A Potpourr of Vestiges Review: Hannibal - The Cannibal
Silence of the Lambs is a quintessence of a profound character study and a rare and vivid demonstration of an actor's subtle brilliance and his improvisation in manifestation of a nebulous entity (Lecter), almost single-handedly immortalizing it and in the process elevating himself to a position of unqualified envy and ubiquitous acclaim. In fact, one is likely to suffer, either from inarticulacy or verbosity while describing Anthony Hopkins portrayal of sadistically sophisticated Dr. Hannibal Lecter. Lecter's trademark, his wide open glacial eyes, devoid of any emotion, not only makes him deviously equanimous, but also egregiously peculiar. The fast, slurping-type sound invented by Hopkins that Lecter does, is as fascinating as it is chilling and Lecter's infamous "Good evening, Clarice", is as enthralling as it is vicious. Anthony Hopkins's performance is the shortest ever and the most memorable to win an Oscar in the leading category.

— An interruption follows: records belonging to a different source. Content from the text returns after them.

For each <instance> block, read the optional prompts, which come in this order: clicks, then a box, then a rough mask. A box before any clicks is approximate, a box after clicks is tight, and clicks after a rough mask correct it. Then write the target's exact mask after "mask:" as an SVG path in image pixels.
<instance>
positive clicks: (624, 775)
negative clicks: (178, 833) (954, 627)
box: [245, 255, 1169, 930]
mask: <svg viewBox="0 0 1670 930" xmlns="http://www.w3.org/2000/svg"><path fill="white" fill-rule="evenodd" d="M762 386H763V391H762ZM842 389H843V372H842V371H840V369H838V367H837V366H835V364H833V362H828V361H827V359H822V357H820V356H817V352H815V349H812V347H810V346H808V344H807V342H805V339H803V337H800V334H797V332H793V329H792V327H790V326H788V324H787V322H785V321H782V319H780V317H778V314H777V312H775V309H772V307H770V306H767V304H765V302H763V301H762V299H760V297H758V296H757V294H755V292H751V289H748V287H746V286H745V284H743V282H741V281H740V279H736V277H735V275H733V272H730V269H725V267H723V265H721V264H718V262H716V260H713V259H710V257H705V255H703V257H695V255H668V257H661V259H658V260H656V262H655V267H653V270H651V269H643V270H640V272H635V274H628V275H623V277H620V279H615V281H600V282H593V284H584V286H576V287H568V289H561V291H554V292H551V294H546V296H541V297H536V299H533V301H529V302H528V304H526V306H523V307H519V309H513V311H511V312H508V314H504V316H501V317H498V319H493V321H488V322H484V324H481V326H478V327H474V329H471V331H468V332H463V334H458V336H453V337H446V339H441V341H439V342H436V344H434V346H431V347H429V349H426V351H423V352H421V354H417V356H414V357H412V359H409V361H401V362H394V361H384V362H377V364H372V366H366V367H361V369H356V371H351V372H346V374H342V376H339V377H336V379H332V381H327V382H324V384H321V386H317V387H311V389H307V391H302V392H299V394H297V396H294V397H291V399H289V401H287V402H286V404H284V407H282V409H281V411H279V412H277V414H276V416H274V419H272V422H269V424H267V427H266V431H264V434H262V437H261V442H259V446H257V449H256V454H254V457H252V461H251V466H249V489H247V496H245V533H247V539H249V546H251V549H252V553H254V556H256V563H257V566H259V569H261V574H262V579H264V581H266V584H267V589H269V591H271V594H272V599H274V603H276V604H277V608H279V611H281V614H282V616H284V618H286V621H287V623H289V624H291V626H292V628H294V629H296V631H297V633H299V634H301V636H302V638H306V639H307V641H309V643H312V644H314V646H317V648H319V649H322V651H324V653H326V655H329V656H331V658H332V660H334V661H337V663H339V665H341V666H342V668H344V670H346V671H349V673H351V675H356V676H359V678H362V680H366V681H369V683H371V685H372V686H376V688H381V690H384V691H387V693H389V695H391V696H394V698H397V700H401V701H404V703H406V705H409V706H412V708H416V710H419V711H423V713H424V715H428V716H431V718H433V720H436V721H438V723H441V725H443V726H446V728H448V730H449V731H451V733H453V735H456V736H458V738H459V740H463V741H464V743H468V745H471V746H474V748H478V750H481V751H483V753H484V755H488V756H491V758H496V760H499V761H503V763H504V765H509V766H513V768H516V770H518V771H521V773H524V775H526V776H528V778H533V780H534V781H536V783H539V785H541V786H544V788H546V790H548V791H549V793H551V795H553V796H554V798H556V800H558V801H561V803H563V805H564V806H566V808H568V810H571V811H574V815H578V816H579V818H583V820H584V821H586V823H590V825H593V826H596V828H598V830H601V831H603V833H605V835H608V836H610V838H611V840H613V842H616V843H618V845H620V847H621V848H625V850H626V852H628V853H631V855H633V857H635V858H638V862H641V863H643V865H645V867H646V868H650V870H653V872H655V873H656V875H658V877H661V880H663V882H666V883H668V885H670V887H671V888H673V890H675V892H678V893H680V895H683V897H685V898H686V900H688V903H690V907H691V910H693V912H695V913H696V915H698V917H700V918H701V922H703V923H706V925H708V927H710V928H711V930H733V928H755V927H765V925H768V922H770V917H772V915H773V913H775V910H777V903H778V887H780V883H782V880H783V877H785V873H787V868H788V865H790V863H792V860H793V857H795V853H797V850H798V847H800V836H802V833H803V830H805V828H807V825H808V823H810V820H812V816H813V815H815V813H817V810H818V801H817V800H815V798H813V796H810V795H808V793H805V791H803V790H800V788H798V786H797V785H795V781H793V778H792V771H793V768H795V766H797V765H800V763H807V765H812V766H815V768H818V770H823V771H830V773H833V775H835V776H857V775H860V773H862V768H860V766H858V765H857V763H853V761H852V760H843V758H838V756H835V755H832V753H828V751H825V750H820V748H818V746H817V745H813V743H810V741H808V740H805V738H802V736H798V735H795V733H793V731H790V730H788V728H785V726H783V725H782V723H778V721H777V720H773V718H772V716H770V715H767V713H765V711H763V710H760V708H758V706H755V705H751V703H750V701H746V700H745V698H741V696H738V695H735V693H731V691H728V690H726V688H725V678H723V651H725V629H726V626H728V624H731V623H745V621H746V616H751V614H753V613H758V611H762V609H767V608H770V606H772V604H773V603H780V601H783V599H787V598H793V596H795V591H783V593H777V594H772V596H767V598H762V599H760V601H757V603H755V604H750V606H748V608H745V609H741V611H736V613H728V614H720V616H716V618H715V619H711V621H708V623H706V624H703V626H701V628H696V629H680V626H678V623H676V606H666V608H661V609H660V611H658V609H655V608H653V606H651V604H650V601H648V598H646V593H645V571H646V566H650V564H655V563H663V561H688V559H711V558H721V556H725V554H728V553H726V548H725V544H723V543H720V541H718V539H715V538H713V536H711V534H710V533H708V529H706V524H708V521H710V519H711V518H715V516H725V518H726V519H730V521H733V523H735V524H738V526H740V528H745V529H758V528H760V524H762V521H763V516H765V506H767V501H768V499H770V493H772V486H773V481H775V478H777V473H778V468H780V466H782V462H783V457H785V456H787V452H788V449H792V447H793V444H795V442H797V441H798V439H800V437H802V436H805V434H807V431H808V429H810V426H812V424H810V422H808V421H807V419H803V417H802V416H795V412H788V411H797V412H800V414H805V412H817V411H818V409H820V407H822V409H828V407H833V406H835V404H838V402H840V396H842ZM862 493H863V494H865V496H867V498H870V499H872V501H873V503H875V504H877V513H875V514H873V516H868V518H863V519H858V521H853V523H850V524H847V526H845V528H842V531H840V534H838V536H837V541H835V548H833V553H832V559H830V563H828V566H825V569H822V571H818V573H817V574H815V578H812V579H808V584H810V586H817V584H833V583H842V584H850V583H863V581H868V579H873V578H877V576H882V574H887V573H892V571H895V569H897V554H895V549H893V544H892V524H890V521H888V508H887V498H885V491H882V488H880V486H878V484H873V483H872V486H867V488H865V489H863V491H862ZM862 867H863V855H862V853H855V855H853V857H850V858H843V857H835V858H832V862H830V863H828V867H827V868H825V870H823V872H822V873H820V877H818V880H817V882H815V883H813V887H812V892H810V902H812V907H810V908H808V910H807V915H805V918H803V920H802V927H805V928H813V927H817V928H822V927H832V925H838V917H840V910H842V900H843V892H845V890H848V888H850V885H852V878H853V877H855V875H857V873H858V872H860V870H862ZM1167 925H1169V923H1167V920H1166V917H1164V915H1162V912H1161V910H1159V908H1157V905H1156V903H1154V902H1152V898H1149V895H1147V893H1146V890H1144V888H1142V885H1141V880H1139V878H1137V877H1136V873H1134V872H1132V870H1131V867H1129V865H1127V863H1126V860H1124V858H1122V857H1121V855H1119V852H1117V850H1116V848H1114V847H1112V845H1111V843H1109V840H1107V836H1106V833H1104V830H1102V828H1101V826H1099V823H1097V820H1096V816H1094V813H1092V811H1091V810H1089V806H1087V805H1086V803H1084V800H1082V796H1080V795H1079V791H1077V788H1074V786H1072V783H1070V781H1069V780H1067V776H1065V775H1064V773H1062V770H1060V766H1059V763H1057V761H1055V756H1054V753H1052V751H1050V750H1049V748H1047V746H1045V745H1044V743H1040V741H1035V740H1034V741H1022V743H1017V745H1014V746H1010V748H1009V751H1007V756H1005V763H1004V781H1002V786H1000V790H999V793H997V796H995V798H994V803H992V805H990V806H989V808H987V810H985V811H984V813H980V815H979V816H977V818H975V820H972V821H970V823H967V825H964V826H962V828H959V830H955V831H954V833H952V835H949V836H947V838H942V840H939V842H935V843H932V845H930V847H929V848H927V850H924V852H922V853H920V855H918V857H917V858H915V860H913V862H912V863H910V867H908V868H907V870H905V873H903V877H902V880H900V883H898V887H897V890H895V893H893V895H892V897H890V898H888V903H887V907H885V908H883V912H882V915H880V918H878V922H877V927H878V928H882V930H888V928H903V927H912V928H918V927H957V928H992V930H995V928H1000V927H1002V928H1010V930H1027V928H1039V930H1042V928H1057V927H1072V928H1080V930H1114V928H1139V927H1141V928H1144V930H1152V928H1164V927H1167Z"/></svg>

Hopkins as Lecter, is incontrovertibly and incredibly at the top of his game and it is his brilliance that gets the best out of the other actors, especially Jodie Foster. In fact, it won't be a hyperbole, that Anthony Hopkins's portrayal of cannibalistic Hannibal Lecter in Silence of the Lambs and more so in its sequel, Hannibal (which is my favorite of the series, as the story completely revolves around Lecter, giving him more exposure), is one of the best, the world of cinema has ever seen or offered. In spite of having some of the most gruesomely disturbing and viciously graphic sequences, Silence of the Lambs, is one of the most decorated and enthralling movies of all time. A must watch for avid fans and eclectic viewers.